Debo reconocer dos cosas sobre “En la ciudad de Sylvia”, la nueva película de José Luis Guerín. La primera es que me gustó, comprendí al protagonista, entendí que Guerían quería regresar a los orígenes del cine, donde lo más importante era la imagen, y no el diálogo (aunque sí el sonido, fundamental en este trabajo). La segunda es que no gustará a todos los públicos; aún diré más: a casi nadie. Para quienes busquen ruido y argumento, se les antojará un peñazo. Dudo que a las mujeres les entusiasme, porque es una película centrada en un hombre que mira y en mujeres que son miradas, como objetos de deseo a los que el protagonista venera. A quien fue conmigo a verla no le gustó en absoluto: se aburrió como una ostra. Por esos motivos no me atrevo a recomendarla. Sólo me atrevo a decir que disfruté, y que los cinco o tal vez diez últimos minutos se me hicieron cuesta arriba: es un epílogo que quizá no fuese necesario, que podría habernos ahorrado, aunque conecta con el punto inicial en el que el protagonista se encuentra, es decir, que está atrapado en una quimera.
Apenas hay argumento: un joven vuelve a una ciudad en busca de una estudiante de arte a la que conoció seis años atrás; su objetivo es encontrarla, dado que sigue obsesionado con ella. Por eso, se dedica a mirar a las mujeres, con un doble motivo: recrearse y reconocer a aquella chica. Apenas hay música, salvo la que suena por exigencias del ambiente: la melodía que tocan dos violinistas callejeras, un par de canciones en un bar o en un coche que pasa por la calle. Apenas hay diálogo. El protagonista absoluto es el actor Xavier Laffite, que me parece un gran descubrimiento: una cara fotogénica, un tipo que sale airoso del reto de expresar el registro de sus emociones sólo mediante sus gestos faciales. Pilar López de Ayala está más guapa que nunca, pero su intervención apenas ocupa la mitad del metraje. La historia de Guerín es la de un hombre que mira, la de un hombre obsesionado, ese que todos hemos sido alguna vez. Solitario, con su cerveza y su cuaderno de bosquejos, se sienta en las terrazas y observa, dibuja, reflexiona. Mira a las mujeres: sus cuellos, su pelo al viento, sus sonrisas, sus manos. Por eso digo que un hombre puede sentirse identificado, y acaso una mujer aborrezca la película. Nunca había visto una obra de este director porque, en mi ciudad natal, creo que jamás se estrenó uno solo de sus trabajos.

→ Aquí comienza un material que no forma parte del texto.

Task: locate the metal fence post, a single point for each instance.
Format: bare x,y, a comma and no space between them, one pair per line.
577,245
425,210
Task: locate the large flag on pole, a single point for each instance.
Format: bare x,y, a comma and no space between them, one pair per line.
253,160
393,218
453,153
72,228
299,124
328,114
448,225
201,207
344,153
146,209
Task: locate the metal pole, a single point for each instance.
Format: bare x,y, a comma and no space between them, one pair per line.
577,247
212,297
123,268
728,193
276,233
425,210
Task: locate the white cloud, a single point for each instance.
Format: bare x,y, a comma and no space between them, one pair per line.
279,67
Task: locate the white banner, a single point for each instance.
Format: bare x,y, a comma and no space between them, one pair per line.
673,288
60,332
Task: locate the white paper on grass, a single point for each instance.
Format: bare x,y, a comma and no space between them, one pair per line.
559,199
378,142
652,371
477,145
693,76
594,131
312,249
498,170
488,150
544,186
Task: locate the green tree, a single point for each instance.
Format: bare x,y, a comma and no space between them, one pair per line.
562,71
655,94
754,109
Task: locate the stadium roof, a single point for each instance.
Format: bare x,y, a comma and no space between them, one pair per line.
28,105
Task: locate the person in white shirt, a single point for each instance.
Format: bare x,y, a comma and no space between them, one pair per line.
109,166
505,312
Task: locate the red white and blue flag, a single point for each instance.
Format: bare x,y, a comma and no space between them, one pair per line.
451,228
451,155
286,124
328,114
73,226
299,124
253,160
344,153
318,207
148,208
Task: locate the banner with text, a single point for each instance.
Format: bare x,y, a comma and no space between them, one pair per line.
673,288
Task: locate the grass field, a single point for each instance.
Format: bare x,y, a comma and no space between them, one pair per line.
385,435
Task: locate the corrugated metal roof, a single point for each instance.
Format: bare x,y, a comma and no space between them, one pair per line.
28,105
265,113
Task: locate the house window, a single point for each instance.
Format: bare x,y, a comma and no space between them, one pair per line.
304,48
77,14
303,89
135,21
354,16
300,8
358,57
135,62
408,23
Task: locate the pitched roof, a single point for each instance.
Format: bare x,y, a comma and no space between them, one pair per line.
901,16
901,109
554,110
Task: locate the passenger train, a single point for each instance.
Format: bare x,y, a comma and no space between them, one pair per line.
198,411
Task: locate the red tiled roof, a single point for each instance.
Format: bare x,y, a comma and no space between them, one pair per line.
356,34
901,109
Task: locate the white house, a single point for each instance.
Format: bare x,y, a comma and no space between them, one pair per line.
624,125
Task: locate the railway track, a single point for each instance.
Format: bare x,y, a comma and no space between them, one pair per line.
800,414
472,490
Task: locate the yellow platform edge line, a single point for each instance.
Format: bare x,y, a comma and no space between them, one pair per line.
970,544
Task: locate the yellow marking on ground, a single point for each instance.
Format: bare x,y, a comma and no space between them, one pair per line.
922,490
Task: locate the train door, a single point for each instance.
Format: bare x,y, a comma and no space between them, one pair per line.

Pero hay algo que me subyugó aún más que los motivos y las andanzas solitarias y silenciosas del protagonista. Y es el tratamiento que Guerín le ha dado a la ciudad donde transcurre, Estrasburgo. A principios de año estuve unos días allí. Nada más bajar del avión supe que acababan de terminar el rodaje. Por eso quería verla, para saber cómo el director había capturado la ciudad de bicicletas y tranvías. Es una ciudad que se ajusta bien a sus propósitos: como en sus zonas céntricas apenas hay coches ni motos ni autobuses, los únicos ruidos que existen al fondo son los del tranvía, los de los músicos callejeros, los del zureo de las palomas, los del rumor de las conversaciones, los del eco de los pasos mientras el personaje camina por esas calles estrechas por las que apenas pasa gente. Guerín ha sabido capturar la magia de esta ciudad tranquila. Reconocí los rincones que filma, las calles por las que el joven sigue a Pilar López de Ayala. Hay una pintada que se repite en Estrasburgo, un mensaje callejero, un “texto urbanizado”, que diría Vicente Luis Mora. La pintada es: “Laure je’t aime”. En la película sale la misma pared con esa frase a la que yo le hice una foto. Al público no le gustará. Yo me quedé atrapado, como el protagonista queda atrapado en su quimera.